Wildes Barbosa/EFE
Wendell Lira foi recebido com grande festa em Goiânia Wildes Barbosa/EFE

APÓS PRÊMIO, WENDELL LIRA ESPERA SEQUÊNCIA NA CARREIRA

Atleta do Vila Nova tenta superar fase de desemprego e 'bicos' para se sustentar

Isabela Bonfim - Enviada especial a Goiânia, O Estado de S. Paulo

16 de janeiro de 2016 | 17h00

Junto com o troféu que ganhou por ter feito o gol mais bonito de 2015, Wendel Lira trouxe da Suíça a convicção de que daqui para a frente vai poder ser só jogador de futebol, sem precisar mais fazer bicos para sustentar a mulher e a filha – como já teve de fazer quando esteve sem contrato com algum clube. Chegou a hora de, enfim, ter uma carreira bem sucedida como parecia que teria quando jogava nas categorias de base do Goiás.

Em 2006, quando tinha 17 anos, ele chamou a atenção de olheiros do Milan. Mas o Goiás não quis vendê-lo, apostando que o menino ainda evoluiria muito e ficaria mais valorizado para ser vendido no futuro.

No mesmo ano, ele foi convocado para defender a seleção brasileira sub-19 na Copa Sendai, um torneio disputado em setembro no Japão. O Brasil foi campeão e ele marcou um gol na campanha. Alexandre Pato, oito meses mais novo, marcou quatro e foi o artilheiro e melhor jogador da competição. Logo depois ele explodiu no Internacional, e no ano seguinte, foi para o Milan.

A explosão que o Goiás – e Wendell também – esperava não aconteceu. Duas contusões sérias no joelho e várias lesões musculares impediram o jogador de confirmar na equipe principal os prognósticos de que se tornaria uma estrela. E em 2012, quando o clube não renovou o seu contrato, ele começou uma peregrinação por times pequenos – a maioria de Goiás.

Wendell começou a viver uma realidade enfrentada pela maior parte dos jogadores brasileiros: tinha contrato para jogar apenas o Campeonato Estadual, porque depois a equipe não tinha outra competição para disputar e desmanchava o elenco.
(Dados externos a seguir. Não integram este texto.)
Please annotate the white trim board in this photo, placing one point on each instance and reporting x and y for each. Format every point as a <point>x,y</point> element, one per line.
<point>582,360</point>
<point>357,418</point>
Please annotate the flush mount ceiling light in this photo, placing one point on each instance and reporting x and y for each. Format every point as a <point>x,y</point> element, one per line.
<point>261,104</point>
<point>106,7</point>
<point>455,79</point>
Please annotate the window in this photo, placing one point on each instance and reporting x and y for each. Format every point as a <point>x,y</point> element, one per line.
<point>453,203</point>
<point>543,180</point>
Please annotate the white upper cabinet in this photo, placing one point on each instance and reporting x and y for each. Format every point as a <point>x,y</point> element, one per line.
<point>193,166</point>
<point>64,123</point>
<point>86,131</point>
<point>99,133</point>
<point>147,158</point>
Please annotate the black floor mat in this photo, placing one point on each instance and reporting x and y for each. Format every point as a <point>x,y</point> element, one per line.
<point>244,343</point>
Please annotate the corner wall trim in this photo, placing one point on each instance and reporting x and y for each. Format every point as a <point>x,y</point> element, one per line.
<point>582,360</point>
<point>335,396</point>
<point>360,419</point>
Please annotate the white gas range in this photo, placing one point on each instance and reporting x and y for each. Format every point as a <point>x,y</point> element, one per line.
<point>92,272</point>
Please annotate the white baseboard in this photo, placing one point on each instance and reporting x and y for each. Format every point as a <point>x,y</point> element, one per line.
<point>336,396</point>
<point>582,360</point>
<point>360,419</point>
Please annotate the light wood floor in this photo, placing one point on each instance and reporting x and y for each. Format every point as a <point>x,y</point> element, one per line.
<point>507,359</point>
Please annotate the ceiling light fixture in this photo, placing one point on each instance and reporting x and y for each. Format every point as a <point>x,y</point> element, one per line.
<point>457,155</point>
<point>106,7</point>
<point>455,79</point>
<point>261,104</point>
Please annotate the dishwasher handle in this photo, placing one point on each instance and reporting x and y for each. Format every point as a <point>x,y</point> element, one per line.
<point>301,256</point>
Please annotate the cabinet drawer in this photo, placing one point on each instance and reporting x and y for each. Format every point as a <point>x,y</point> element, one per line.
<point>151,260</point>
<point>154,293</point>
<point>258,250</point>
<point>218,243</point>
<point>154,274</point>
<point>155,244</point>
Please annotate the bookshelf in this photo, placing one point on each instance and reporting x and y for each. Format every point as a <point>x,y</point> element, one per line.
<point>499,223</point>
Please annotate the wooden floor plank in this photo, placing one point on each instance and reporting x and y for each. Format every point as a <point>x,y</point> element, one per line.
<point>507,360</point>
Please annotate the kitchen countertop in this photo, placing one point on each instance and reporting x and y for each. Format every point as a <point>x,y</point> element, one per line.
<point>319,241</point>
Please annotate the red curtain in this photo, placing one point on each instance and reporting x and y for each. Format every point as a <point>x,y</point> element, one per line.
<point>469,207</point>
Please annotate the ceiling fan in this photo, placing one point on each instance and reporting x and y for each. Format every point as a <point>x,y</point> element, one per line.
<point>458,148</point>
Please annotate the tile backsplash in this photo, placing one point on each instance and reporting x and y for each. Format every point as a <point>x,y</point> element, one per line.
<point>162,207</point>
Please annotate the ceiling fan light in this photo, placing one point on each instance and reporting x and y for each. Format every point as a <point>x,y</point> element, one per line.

Nos meses em que não havia campeonato para jogar, Wendell ajudava na lanchonete da mãe e vendia panos com um amigo. A diária de R$ 25 era o valor que lhe permitia comprar o leite e as fraldas da filha Marcela, que tem dois anos e dez meses. "Quando trabalhei com minha mãe tentei ser o melhor vendedor possível. Quando trabalhei dobrando pano, tentei ser o melhor dobrador de pano possível. E quando estou dentro de campo tento fazer o melhor possível também", disse.

Com a camisa do Goianésia, ele fez o melhor possível para acertar a meia bicicleta que o consagraria internacionalmente. O gol mais bonito do mundo foi visto por apenas 342 pessoas numa noite chuvosa no Serra Dourada, mas dez meses mais tarde Wendell colheria os frutos, ao desbancar nada menos que Lionel Messi na cerimônia da Bola de Ouro. "Quando disseram o meu nome passou um filme na minha cabeça de tudo o que vivi. Eu não conseguia levantar."

Ele foi recebido com festa pela torcida do Vila Nova quando voltou ao Brasil, embora ainda não tenha sequer jogado pelo clube. Assinou contrato em novembro e vai estrear dia 31, contra o Goiás, na abertura do Campeonato Goiano.

A vitória de Wendell correu o mundo, mas ele não sabe se sua fama chegou aos ouvidos do seu pai, João Lira Neto, que vive numa região remota do Pará e não tem contato com a família há dois anos. Sua mãe, Maria Edileuza, vive com o segundo marido, Claudino Nepomuceno. E foi a ela, que nas entrevistas sempre repetiu que nunca deixou de acreditar que o filho faria sucesso no futebol, que ele dedicou o prêmio.